Thursday, July 23, 2009



“Daddy, take us to see the invisible deer,” my children said.
“But I already have,” I said. “Can’t you see? They are all around us.”
“Stop joking,” they said. “Take us really.”
“But it was only yesterday that we saw the glass deer, and the day before that, the ice deer, and before that, the atomic deer, and last week, we went to see the memory deer and the deer that smolder in the grass.”
“We know, Daddy, but we are so bored and the invisible deer are special.”
“OK, my little pink deer with antlers that are pigtails. I’ll take you.”

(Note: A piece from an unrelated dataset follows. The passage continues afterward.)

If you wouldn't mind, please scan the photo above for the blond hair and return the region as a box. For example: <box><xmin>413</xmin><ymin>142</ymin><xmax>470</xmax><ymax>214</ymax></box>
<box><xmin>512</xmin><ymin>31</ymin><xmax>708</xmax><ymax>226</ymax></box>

We got in the car and drove behind the shopping mall. We parked at the very end of the parking lot, near a small thicket of trees. I waited a moment to turn the car off while we listened to the end of our favourite songs. Then we all climbed out. “Ready?” I said. “Ready,” they said. And we closed the four car doors together. We’d practiced this and we could do it with precision. There was a single sound as if we were closing one very large family-sized car door. “Now let’s look for deer,” I said.

Walking into the thicket was like walking into a building. It was cooler as if, like the mall, it was air conditioned, but it was a different, thicker air. It was darker, too. There was a kind of emptiness, a hush. Only the shadows and whispers of birds, the leaf-stirring sounds of squirrels and other small animals.

“Do you see them?” I whispered.
“Where, Daddy?” my children asked.
I pointed high into the branches of some trees beyond a small clearing.
“Daddy,” my youngest said. “You’re silly. Deer can’t fly. They can’t climb. They don’t own invisible ladders.”
“I have an invisible ladder,” I said. “Sometimes I climb into the clouds.”
“Why do you do that, Daddy?”
“So I can run my hands through the cloud material. So I can know what it will be like to be old,” I said.